The Final Chapter, Raised With the Fume of Sighs
Summary: Killian Jones is madly in love with the woman across the hall, but Emma Swan wants nothing to do with him and his playboy ways. Until one stormy night when she dares to let him in and nothing is ever the same again.
Graphic Art by @rouhn
Available On: AO3
Rated: M for sexytimes
Catch Up: Ch1 Ch2 Ch3 Ch4 Ch5 Ch6 Ch7 Ch8 Ch9 Ch10
A/N: So here it is, the final instalment of my first multi-chapter fic! I have always wanted to try my hand at writing the sort of thing I personally like to read, and it's been great fun not only to do that but also to discover that what I like to read is what so many of you like to read as well. Thank you again to everyone who has read, commented, kudos-ed, liked, and reblogged, I am honoured and inspired by it all, and already looking forward to getting stuck in to the next story.

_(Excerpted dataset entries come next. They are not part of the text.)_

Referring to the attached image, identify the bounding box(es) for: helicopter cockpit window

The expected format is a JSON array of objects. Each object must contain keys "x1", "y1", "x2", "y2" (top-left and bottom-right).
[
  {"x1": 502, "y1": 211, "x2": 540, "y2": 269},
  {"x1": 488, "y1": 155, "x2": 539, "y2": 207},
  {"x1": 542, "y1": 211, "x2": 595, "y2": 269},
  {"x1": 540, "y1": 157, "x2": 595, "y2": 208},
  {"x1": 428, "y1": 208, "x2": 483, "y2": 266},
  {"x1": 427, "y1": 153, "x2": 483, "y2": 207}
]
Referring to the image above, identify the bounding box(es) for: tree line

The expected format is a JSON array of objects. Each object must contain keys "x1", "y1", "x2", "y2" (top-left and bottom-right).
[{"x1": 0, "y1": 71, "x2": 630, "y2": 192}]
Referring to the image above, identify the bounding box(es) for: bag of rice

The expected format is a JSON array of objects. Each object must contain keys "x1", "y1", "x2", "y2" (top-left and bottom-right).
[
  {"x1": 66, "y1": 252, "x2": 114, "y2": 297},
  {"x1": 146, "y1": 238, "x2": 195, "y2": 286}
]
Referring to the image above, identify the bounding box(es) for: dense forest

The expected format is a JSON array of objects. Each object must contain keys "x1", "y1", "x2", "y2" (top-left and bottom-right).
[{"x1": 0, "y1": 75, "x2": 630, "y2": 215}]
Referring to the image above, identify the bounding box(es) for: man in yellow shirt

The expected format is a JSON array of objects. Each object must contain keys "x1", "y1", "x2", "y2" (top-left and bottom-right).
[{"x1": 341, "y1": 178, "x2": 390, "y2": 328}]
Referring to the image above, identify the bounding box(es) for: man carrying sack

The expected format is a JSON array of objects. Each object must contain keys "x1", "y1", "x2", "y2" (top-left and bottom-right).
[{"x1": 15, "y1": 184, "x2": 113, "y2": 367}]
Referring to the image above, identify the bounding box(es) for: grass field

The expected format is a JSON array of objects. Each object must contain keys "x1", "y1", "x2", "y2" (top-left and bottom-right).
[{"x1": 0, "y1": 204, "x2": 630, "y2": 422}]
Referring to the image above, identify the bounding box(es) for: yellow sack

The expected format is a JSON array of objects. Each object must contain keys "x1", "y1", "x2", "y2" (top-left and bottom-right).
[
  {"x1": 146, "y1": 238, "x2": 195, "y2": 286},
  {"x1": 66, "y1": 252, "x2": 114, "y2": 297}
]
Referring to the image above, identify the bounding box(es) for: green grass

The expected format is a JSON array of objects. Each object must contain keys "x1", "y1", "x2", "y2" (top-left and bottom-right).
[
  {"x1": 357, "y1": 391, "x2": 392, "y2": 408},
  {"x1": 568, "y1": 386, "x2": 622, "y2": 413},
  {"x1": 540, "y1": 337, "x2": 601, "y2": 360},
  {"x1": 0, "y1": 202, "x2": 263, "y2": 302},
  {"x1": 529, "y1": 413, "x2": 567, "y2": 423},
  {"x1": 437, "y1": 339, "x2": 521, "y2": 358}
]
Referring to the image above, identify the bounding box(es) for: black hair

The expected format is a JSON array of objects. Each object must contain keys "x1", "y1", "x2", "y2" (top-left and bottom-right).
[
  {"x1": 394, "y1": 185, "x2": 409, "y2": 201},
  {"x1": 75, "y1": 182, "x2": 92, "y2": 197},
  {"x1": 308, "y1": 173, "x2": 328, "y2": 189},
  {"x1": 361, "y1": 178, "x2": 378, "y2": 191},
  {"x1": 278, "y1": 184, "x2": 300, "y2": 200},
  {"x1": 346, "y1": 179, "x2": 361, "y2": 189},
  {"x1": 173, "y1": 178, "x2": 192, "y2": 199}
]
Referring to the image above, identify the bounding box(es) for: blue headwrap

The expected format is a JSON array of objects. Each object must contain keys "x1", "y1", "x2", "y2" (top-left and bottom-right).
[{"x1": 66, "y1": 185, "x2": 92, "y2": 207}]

@wellhellotragic @teamhook @rouhn @kmomof4 @resident-of-storybrooke
Chapter 11:
~3 1/2 years ago…
Killian stumbled into his new apartment and flopped on the sofa with a groan, flinging his arm across his face. He felt hideous, hung over in body and soul. The past few weeks had been nightmarish, a blur of bars and women and bad decisions that were meant to distract him but never truly did. No amount of rum or sex could fix the ruin of his life but he had no other tools at his disposal, no real idea of how to dispel his pain and guilt at Liam’s death and his shame at the end of his naval career.
There was one small bright spot, he reminded himself. Despite the ignominious way he’d departed from Oxford, Killian found that after the better part of a decade away he was not opposed to easing back into academia. At least it would give him something to do besides drink and fuck. He’d been lucky to find the opening for an adjunct professor at Columbia, lucky that they were willing to sponsor a visa for him, give him the chance to start fresh somewhere new, somewhere he could earn his place. It was a real opportunity, one he desperately wanted not to fuck up. Which meant he had to pull himself together, Killian thought, his first class was tomorrow and he needed to be prepared for it, needed to plan, needed to be focused. He groaned again, cradling his aching head. He needed a cup of tea.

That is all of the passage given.